Consider the “Mmm, mmm, mmm, Barack Hussein Obama,” thing. It doesn’t take a political genius to figure out that he’s mocking hero worhsip, but the commentators called it “insidious”, because they have no sense of humor, and are incapable of detecting sarcasm.
It’s more than the fake quotes, it’s the intentional separation of his quotes from their tone and context, so they can be twisted into something hateful. When you listen to his show you get much more of the context surrounding quotes he’s attacking. As long as people are ripping their opponent’s statements away from the context that gives them meaning so that they can destroy them, it won’t matter if fact checking takes place. Might as well just go with the defense that it sounds like something he would say, even if he didn’t say it.
Charles,
Very good point. I’ve listened to Rush’s radio show enough to tell that he often is being very sarcastic or hyperbolic, as you say. Humor has been a time-honored weapon and he is free to wield it (and if you listen to the show he sometimes does so well). Was Jonathan Swift crazy when his “Modest Proposal” put forward eating Irish children? So is he a cannibal? What about Dostoevsky’s mocking of intellectuals in “Demons”? Does that make him anti-academic? I wonder if a bigger issue isn’t coming about: the death of real humor. We take ourselves too seriously, and rebuff at being offended and cower at giving offense too much. In such a field, humor can’t last. Instead, it runs to increasingly smaller corners seeking the last redoubts of those who can take a joke.
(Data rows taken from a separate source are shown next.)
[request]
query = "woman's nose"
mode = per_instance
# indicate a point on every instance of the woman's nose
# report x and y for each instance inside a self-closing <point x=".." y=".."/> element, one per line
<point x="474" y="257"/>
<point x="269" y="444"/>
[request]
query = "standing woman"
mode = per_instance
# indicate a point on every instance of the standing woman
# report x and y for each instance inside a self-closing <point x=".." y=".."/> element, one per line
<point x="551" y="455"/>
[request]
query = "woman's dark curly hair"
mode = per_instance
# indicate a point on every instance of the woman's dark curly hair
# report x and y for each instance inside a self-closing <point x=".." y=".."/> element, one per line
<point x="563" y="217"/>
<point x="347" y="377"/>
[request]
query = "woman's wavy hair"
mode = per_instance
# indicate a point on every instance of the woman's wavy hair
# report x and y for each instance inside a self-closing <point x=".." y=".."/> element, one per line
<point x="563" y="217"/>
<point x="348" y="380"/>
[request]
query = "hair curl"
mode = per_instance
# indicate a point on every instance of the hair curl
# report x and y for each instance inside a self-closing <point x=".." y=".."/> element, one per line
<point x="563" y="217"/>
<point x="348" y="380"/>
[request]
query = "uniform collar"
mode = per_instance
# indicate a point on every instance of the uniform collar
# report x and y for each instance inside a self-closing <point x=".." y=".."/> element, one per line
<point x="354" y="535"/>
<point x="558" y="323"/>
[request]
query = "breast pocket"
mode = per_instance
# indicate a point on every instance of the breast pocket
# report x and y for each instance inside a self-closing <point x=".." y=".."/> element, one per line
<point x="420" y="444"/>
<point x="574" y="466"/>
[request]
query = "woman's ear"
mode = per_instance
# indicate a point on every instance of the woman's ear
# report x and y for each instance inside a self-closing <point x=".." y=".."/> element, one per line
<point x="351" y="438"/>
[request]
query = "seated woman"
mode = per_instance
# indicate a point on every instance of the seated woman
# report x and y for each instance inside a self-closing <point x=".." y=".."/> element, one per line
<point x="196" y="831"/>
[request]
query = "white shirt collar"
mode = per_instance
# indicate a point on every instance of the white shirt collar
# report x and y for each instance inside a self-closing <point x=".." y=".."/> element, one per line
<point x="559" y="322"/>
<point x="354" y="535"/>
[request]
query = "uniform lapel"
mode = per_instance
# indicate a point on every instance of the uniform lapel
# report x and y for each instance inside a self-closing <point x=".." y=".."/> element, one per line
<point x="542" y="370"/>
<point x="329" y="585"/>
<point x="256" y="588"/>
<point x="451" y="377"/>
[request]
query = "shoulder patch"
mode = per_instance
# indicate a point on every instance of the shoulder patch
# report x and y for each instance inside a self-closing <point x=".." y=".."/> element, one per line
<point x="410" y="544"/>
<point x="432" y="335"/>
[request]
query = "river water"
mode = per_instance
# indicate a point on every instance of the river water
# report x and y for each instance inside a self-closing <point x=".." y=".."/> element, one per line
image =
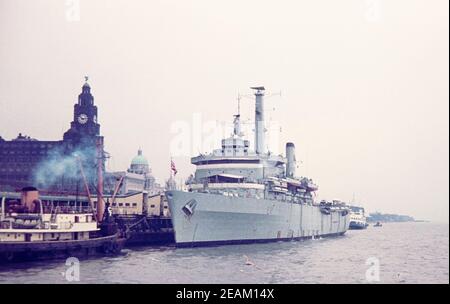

Rush shouldn’t be the only person and the only approach people should listen to; duh. Just like I’m not going to read only academic journals and dead theologians (and hence actually try to partake in pop culture). It’s also why I find the Daily Show often to be very funny even though it pushes political perspectives I don’t agree with. I get the joke and can laugh, even when it might be making fun of me.